POJ 3187 Backward Digit Sums(next_permutation()暴力枚举)

Backward Digit Sums

Time Limit: 1000MS


Memory Limit: 65536K

Total Submissions: 5412


Accepted: 3123

Description

FJ and his cows enjoy playing a mental game. They write down the numbers from 1 to N (1 <= N <= 10) in a certain order and then sum adjacent numbers to produce a new list with one fewer number. They repeat this until only a single number is left. For example, one instance of the game (when N=4) might go like this: 

    3   1   2   4

      4   3   6

        7   9

         16
Behind FJ's back, the cows have started playing a more difficult game, in which they try to determine the starting sequence from only the final total and the number N. Unfortunately, the game is a bit above FJ's mental arithmetic capabilities. 

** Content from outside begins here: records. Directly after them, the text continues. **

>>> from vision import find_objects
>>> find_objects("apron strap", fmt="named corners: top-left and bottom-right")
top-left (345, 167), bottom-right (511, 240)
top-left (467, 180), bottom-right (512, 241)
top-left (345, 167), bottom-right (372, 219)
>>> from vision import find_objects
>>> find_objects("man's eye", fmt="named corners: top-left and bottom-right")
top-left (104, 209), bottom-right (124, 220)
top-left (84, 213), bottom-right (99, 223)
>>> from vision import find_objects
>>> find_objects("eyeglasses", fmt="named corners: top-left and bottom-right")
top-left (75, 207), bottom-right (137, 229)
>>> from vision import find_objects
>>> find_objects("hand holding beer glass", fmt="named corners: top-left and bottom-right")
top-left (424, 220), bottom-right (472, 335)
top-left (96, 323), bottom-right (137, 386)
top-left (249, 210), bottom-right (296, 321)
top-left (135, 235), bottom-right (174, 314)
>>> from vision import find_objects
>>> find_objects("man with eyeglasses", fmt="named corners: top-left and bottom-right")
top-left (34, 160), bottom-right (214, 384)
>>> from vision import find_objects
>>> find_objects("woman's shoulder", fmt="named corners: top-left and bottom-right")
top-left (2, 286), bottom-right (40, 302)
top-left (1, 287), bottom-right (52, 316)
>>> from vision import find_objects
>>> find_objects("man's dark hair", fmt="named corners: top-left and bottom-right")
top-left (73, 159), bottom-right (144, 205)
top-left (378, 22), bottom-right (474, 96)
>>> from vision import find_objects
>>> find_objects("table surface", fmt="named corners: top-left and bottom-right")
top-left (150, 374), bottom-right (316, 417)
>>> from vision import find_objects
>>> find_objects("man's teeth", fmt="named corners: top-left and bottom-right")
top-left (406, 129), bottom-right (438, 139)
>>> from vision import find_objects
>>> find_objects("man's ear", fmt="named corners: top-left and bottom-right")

Write a program to help FJ play the game and keep up with the cows.

Input

Line 1: Two space-separated integers: N and the final sum.

Output

Line 1: An ordering of the integers 1..N that leads to the given sum. If there are multiple solutions, choose the one that is lexicographically least, i.e., that puts smaller numbers first.

Sample Input

4 16

Sample Output

3 1 2 4

Hint

Explanation of the sample: 

There are other possible sequences, such as 3 2 1 4, but 3 1 2 4 is the lexicographically smallest.


题意:有一个n,然后有从1~n这些数,按一定顺序排列,如上题中给出的相加方法,可以得到sum。现在给出n和sum,求最小的排列。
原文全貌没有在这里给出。